A top academic drafts a report that claims “the soothing balm of ‘multiculturalism’ cannot mask racism.” He finds “a great deal of anger, anxiety, frustration and impatience amongst those with whom I talked in the visible minority communities.” They were filled with a “bitter sense” the exercise was “yet another reporting charade.”

“It was truly depressing.”

And it was 23 years ago.

The premier wasn’t Kathleen Wynne, but Bob Rae. The party loyalist tapped for expertise was former provincial NDP leader Stephen Lewis and his report on racism in Ontario was not written in bureaucratese, but as a poignant, personal letter to Rae. It was sparked by what came to be known as the Yonge Street Riots — protests over police violence against young, black men.

It was a call to action. It touted the newly created Anti-Racism Secretariat as one way to start stitching together gaping wounds between communities.

And for three years it sought to do that, sought to analyze government policies through a “race lens,” pushed for greater equity in legislation.

Then Rae lost power and Mike Harris turned the province Tory blue. Shutting down the secretariat was a key campaign pledge.

Two decades later, and everything that’s old is new again. Wynne announced Tuesday she’s going to create an anti-racism directorate, admitting she didn’t now how that differs from a secretariat. Minister Michael Coteau will tack the responsibility onto his existing files and report back soon with what exactly the office will do and what kind of budget it will require.
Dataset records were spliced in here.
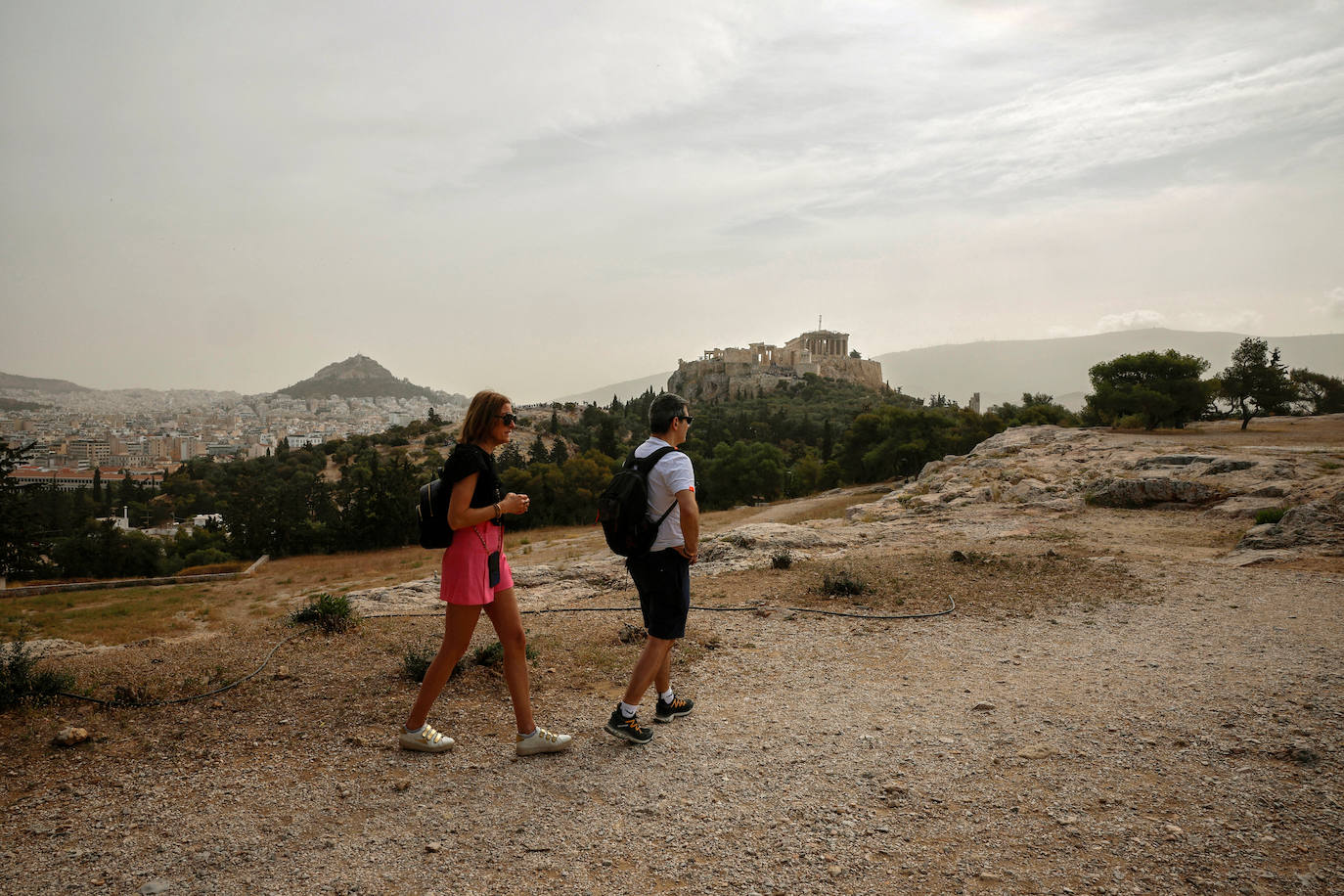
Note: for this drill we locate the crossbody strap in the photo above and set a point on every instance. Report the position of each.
(647, 464)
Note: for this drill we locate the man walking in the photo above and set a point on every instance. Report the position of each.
(663, 575)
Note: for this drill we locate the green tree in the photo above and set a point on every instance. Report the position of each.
(21, 553)
(1256, 383)
(1318, 392)
(1035, 410)
(560, 453)
(1159, 388)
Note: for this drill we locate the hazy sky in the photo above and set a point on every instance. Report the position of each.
(547, 197)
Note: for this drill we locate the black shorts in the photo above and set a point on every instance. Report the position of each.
(663, 579)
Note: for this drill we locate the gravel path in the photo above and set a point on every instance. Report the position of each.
(1111, 709)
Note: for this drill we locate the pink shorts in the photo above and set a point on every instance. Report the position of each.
(464, 578)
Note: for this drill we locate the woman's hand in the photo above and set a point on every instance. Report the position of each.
(514, 503)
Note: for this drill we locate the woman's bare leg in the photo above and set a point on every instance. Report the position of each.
(509, 628)
(459, 625)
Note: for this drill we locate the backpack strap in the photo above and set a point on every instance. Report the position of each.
(646, 465)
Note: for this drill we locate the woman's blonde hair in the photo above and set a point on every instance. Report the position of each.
(480, 416)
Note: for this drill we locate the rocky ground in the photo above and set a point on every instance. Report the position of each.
(1139, 692)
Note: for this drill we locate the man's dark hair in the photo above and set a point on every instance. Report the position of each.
(663, 410)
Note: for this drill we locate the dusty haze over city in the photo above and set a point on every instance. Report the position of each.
(546, 198)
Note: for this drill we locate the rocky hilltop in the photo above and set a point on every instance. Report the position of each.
(1064, 662)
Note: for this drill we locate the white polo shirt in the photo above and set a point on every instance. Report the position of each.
(674, 473)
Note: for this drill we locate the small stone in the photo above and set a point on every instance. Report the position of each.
(1301, 754)
(1037, 751)
(70, 737)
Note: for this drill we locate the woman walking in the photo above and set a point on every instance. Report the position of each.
(476, 576)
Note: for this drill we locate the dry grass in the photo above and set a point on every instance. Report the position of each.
(983, 585)
(129, 614)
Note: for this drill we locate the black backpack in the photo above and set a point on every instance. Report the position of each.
(431, 515)
(624, 507)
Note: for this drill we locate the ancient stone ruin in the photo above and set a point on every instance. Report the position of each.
(733, 373)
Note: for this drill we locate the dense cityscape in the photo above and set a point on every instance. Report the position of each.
(147, 434)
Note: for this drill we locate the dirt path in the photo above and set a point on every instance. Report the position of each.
(1111, 709)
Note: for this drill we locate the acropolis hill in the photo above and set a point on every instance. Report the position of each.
(732, 373)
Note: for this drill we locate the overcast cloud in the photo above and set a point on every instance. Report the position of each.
(543, 198)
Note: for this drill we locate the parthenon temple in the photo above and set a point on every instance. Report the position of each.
(729, 373)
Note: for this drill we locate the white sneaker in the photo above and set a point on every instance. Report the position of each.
(425, 740)
(542, 740)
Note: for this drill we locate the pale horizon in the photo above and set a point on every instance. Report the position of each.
(230, 197)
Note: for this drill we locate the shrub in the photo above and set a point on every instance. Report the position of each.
(491, 654)
(328, 611)
(1269, 515)
(841, 583)
(22, 683)
(416, 662)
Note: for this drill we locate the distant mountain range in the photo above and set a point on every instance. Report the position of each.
(1003, 370)
(38, 384)
(358, 377)
(624, 391)
(1000, 371)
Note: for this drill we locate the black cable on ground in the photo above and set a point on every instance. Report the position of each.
(388, 615)
(824, 612)
(200, 696)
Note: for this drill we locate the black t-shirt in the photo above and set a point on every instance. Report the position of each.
(467, 460)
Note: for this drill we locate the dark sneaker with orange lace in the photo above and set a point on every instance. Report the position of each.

Her reasons why are, upon reading Lewis’s decades-old letter, like government on syndication.

“The Black Lives Matter movement, the issue of carding, the debate surrounding the Syrian refugee crisis – these events and many others illuminate and illustrate a systemic racism that runs the length of our shared history right up to this very moment,” Wynne said. She promised a “a wide anti-racist lens” will be used to shape government policy.

Change the date line and one could easily believe Lewis penned his letter this decade. He wrote “there must surely be a way to combine constructive policing with public confidence that to serve and protect is not a threat to visible minority communities.”

He notes all minority communities face discrimination, but anti-Black (his capital B) is the most pervasive: “It is Blacks who are being shot, it is Black youth that is unemployed in excessive numbers, it is Black students who are being inappropriately streamed in schools, it is Black kids who are disproportionately dropping-out.”

‘We haven’t dealt with the problems… and it’s not for lack of good intentions’

The Liberals are acting now, but they also bear responsibility for a decade of inaction, having 10 years ago passed a bill that allowed them to create essentially the same office. But they didn’t.

Those who remember the 90s, the Yonge Street Riots and Rae’s best intentions have what can best be described as a cynical optimism about this latest attempt.

“Every effort should be made but made understanding there are greater chances for failure and disillusionment than there are for real success and improvement,” said Lennox Farrell, a retired teacher who co-chaired one of Rae’s anti-racism secretariat advisory committees. That process also began with the highest of hopes, but he soon found the meetings exhausting, circular, counterproductive. He worries the new directorate will just be “more paper.”